Even though the budget is low, your Indie script has to have the same entertainment value as that $100 million Tom Cruise vs. Space Aliens movie Hollywood is making, because that film is in direct competition for the audience's entertainment TIME. In our hectic, fast paced lives, we have only so much time for entertainment. In order to be competitive, the Indie script has to offer more thrills (at less cost) than the big budget Hollywood film. It's not easy, but it's our job.

You can't take a solid script like PRESUMED INNOCENT, replace Harrison Ford with Matthew Modine and have a successful film! You've got to PUSH EVERYTHING TO THE LIMITS! Every single scene has to have some 'excitement factor', some JUICE!

Most of us don t think much about marketing our films, we re artists. We hope that Artisan or Miramax will pick up our film at Sundance and take care of the business side. But a distributor can only sell what we make. If our film doesn't have enough juice to fill the trailer, the distrib will have trouble finding enough people to fill the theater.

I saw a film at an IFP screening last year called THE BASEMENT AND THE KITCHEN that has a strange juice deficiency.

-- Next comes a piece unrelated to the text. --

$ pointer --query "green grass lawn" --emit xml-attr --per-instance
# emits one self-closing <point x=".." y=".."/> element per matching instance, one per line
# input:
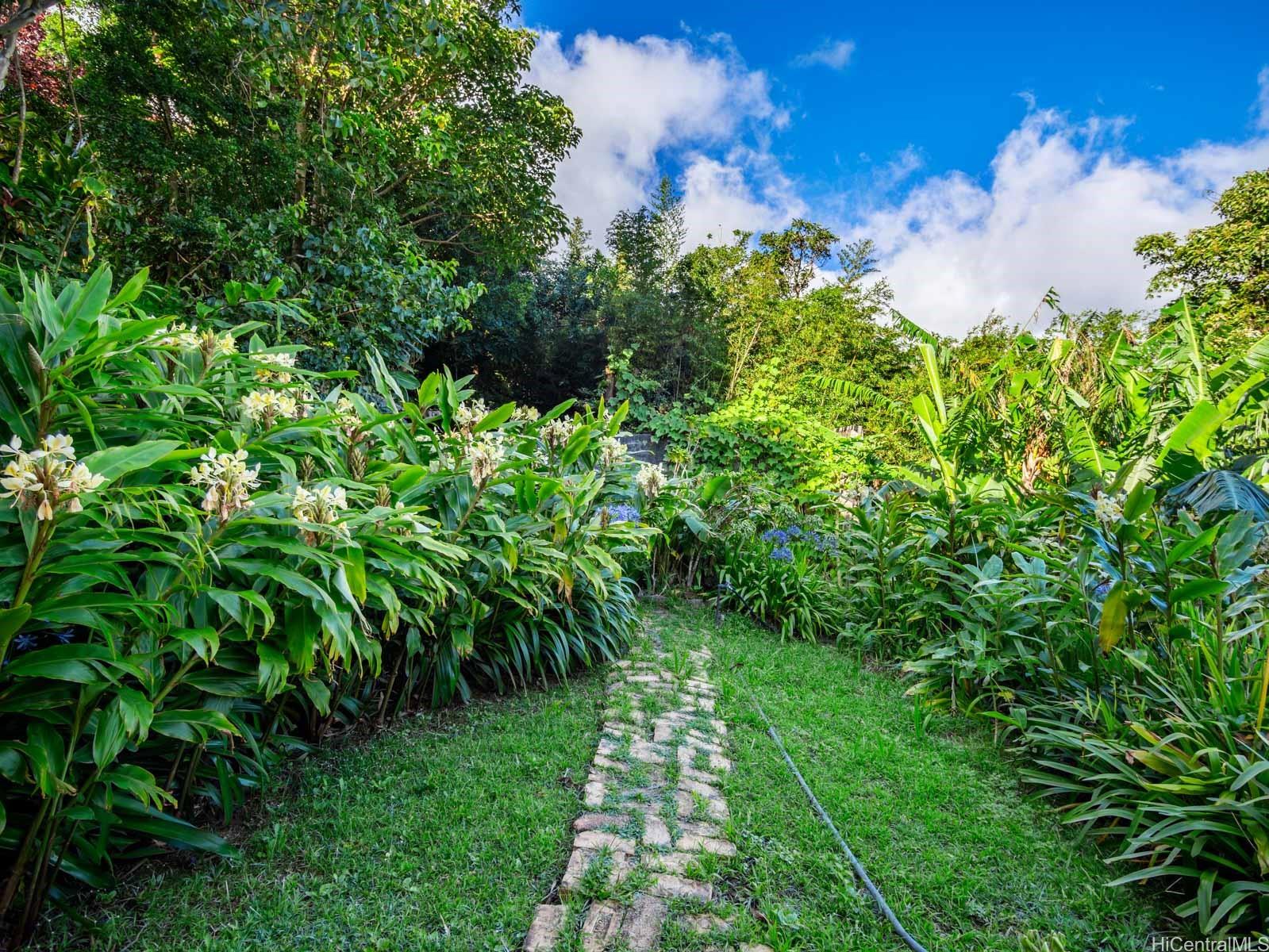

The first half of the film is the typical "Dying Grandmother" - the self-indulgent story of a sensitive, misunderstood, agoraphobic guy who has been living in his basement for the past decade since his father died. He has no friends, trusts no one, and has come to believe that the woman who delivers his meals is not his mother but a clever imposter. I swear, I've seen a dozen IFP screenings with the exact same story. All of them are juiceless.

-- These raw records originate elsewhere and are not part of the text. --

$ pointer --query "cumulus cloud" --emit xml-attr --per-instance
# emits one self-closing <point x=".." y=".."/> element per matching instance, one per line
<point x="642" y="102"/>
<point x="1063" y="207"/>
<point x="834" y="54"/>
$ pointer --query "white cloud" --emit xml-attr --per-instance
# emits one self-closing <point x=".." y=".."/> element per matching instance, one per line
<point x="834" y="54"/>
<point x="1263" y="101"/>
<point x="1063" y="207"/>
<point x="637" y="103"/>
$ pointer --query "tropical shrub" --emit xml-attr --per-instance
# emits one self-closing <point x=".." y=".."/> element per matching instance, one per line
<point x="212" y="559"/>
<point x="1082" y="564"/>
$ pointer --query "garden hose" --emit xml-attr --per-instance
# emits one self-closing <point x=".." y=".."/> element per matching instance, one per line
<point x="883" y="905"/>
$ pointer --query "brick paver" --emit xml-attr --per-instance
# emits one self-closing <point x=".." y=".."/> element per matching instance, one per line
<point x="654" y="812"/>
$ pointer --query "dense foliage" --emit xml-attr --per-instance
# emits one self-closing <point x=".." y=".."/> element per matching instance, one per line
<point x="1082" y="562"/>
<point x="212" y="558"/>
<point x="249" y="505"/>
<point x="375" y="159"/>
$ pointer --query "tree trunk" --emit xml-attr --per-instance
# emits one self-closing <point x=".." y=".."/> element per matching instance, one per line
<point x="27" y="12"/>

But a strange thing happens at the halfway point of this film - it suddenly gets REALLY JUICY! It's revealed that the agoraphobic guy's paranoia is NOT unfounded! That isn't his mother! She's from a top secret government organization. So is his psychiatrist (you knew that something had to be up with this guy - he makes house calls... basement calls!). See, the sensitive, misunderstood guy was abducted by aliens ten years ago (that's how his father died) and they are monitoring him around the clock. Oh, yeah, and the film suddenly turns into a prat-fall comedy. These agents are klutzes. As if Scully and Mulder were played by Laurel and Hardy.

Isn't that a good thing? The film may start out juiceless, but at least halfway through it kicks into gear and provide the juice the audience craves.

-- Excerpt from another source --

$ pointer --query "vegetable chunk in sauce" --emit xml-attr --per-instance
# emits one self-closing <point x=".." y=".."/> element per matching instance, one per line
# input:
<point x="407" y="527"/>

But if you are the distributor, how do you show any of that juice without ruining the twist? You can't. The only thing you can show is the juiceless stuff. How can you expect to attract an audience with a boring, self indulgent story of a sensitive agoraphobic young man? Even if you got them into the theater, how do you keep them in the seats for the first 45 minutes? I stayed because IFP had a reception with free food and beer. I'm glad I stayed, because the last half of the film was hysterical.

But all of the juice comes AFTER the twist. How the hell do you market that? Something the film makers should have been thinking about... you know the distribs who see the film are thinking about it.


Does your script have enough juice? Is something exciting happening on every page? Have you heightened the drama and action? Squeezed every scene to get the last drops of juice from it? If you've pulled a punch, or worried that you may have taken something too far; you may not have taken it far enough. Every scene, every page, every action, every line of dialogue should be designed for maximum impact. Your script is supposed to be a roller coaster ride, not a merry-go-round. Write every script with enough juice for a whole litter of chihuahuas!